The reason for the warning you referenced was explained clearly to you by garb811 in the same thread. You were also advised to read our site policies. That explains everything you need to know. The 2 links below should clear up any remaining confusion you may have.

https://army.ca/forums/threads/3616.0.html

https://army.ca/forums/threads/99046.0.html


----------



## ballz (19 Apr 2020)

CBH99 said:
			
		

> In regards to that though, a Warning maybe isn't the best thing



What else do you call it when you get told "don't do that again," but receive no punitive measures whatsoever?

I made the same mistake and got the same warning before. I then recognized what I had done incorrectly and never did it again. And you know what? The problem has gone away and no one cares about it anymore.


----------



## PuckChaser (19 Apr 2020)

Just so you know, the warnings are percentage based and decay at 10% a day. We'll use them as a moderation team so that we can easily track warning history without having to search posts in a thread. Users can also assess 5% warnings via milpoints, but you'll get automatic notifications for milpoints although I'm not sure if it specifies if the warning was added.

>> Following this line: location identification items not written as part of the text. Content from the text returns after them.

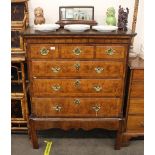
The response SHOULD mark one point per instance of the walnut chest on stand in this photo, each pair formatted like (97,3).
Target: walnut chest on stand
(77,80)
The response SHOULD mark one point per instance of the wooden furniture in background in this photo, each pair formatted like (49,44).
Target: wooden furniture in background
(19,106)
(63,20)
(134,115)
(77,80)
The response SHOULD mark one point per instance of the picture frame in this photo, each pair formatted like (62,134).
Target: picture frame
(76,15)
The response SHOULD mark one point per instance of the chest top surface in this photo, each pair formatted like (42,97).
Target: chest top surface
(62,32)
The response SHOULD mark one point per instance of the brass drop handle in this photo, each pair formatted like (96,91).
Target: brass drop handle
(96,108)
(110,51)
(97,88)
(99,69)
(77,51)
(56,87)
(56,69)
(77,101)
(44,51)
(57,108)
(77,83)
(77,66)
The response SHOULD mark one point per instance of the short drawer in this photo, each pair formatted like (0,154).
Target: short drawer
(76,107)
(138,74)
(137,89)
(77,87)
(42,51)
(111,51)
(76,51)
(77,68)
(136,106)
(135,123)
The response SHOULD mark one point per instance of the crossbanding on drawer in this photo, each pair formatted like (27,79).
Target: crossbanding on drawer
(43,51)
(108,69)
(76,107)
(76,51)
(77,87)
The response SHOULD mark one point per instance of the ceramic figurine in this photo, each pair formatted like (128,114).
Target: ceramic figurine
(122,18)
(39,16)
(111,19)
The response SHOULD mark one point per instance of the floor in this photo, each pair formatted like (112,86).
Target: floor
(75,143)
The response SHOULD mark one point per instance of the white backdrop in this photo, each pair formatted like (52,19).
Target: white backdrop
(51,12)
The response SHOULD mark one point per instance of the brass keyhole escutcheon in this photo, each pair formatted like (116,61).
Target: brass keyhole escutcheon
(57,108)
(77,66)
(96,108)
(77,83)
(77,101)
(56,87)
(56,69)
(99,70)
(97,88)
(110,51)
(77,51)
(44,51)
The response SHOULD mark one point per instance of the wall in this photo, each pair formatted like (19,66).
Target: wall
(51,12)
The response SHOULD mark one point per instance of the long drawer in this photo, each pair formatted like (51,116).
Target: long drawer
(135,123)
(104,69)
(77,87)
(76,107)
(77,51)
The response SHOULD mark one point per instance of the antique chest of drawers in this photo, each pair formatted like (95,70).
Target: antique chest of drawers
(134,116)
(77,80)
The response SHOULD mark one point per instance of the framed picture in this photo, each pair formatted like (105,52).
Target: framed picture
(76,15)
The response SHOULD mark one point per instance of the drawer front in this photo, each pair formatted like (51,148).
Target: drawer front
(76,107)
(77,68)
(138,74)
(77,87)
(137,89)
(135,123)
(111,51)
(42,51)
(136,106)
(76,51)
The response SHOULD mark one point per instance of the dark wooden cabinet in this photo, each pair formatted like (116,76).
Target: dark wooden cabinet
(19,106)
(134,114)
(77,80)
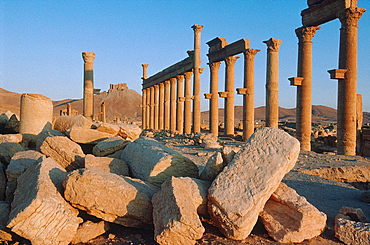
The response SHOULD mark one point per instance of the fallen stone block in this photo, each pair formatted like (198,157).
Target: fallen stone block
(11,138)
(153,162)
(351,232)
(118,199)
(87,136)
(90,230)
(175,215)
(65,123)
(109,146)
(290,218)
(240,191)
(39,213)
(64,151)
(19,163)
(7,151)
(107,164)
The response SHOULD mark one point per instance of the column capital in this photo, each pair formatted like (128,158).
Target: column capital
(273,44)
(197,28)
(350,16)
(88,57)
(230,60)
(305,34)
(250,53)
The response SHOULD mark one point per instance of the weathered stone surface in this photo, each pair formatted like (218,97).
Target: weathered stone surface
(153,162)
(113,198)
(12,138)
(107,164)
(17,166)
(109,146)
(87,136)
(240,191)
(129,131)
(90,230)
(44,134)
(65,123)
(290,218)
(64,151)
(4,214)
(39,212)
(7,151)
(351,232)
(175,215)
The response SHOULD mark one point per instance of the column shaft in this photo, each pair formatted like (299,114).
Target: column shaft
(196,102)
(272,82)
(347,87)
(187,109)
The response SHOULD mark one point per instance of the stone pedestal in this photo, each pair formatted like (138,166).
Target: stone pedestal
(180,104)
(196,91)
(272,82)
(347,86)
(88,98)
(187,110)
(229,99)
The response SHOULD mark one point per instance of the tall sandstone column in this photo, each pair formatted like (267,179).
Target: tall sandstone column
(173,105)
(180,104)
(167,98)
(88,99)
(347,87)
(229,99)
(304,91)
(248,103)
(272,82)
(187,110)
(213,113)
(196,102)
(161,106)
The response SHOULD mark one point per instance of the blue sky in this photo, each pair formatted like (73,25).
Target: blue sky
(41,44)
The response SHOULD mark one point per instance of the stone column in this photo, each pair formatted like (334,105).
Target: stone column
(88,99)
(102,111)
(213,103)
(156,106)
(161,106)
(173,105)
(272,82)
(167,97)
(347,87)
(151,122)
(36,115)
(180,104)
(187,110)
(304,91)
(248,98)
(196,102)
(229,99)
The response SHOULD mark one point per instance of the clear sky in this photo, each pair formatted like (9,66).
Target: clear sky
(41,42)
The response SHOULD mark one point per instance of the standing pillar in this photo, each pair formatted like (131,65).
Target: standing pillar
(88,99)
(196,102)
(347,87)
(229,94)
(213,103)
(167,97)
(173,105)
(272,82)
(156,106)
(151,106)
(161,106)
(304,90)
(187,106)
(248,97)
(180,104)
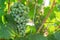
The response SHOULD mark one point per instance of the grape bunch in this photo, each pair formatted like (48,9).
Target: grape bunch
(19,13)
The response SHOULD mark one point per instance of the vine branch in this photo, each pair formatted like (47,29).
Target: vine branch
(46,17)
(8,6)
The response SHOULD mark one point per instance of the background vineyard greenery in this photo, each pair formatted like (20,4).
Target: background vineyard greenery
(51,26)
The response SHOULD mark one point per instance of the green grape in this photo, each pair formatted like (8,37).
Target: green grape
(19,13)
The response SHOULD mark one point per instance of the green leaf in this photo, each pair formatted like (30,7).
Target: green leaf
(52,16)
(36,37)
(40,1)
(2,2)
(51,37)
(57,35)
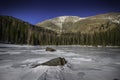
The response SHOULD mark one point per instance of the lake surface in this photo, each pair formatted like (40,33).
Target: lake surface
(84,63)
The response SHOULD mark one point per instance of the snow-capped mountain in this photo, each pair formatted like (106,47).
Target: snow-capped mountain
(76,24)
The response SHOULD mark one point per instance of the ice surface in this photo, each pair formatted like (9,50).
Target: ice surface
(84,63)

If there's any question on warnings (sometime the notifications don't work), feel free to PM any moderator and we can see your warning history and who applied it to get an answer for you.


----------



## stellarpanther (20 Apr 2020)

mariomike said:
			
		

> I am not the individual who gave you the Warning. But, I believe you may be referring to this Sticky,
> 
> https://navy.ca/forums/threads/99046/post-1015747.html#msg1015747



Thank you for sending me that, I now clearly understand the reason for it.  Prior to this I had no idea why the article I posted was inappropriate.


----------



## mariomike (20 Apr 2020)

stellarpanther said:
			
		

> Thank you for sending me that, I now clearly understand the reason for it.



You are welcome.


----------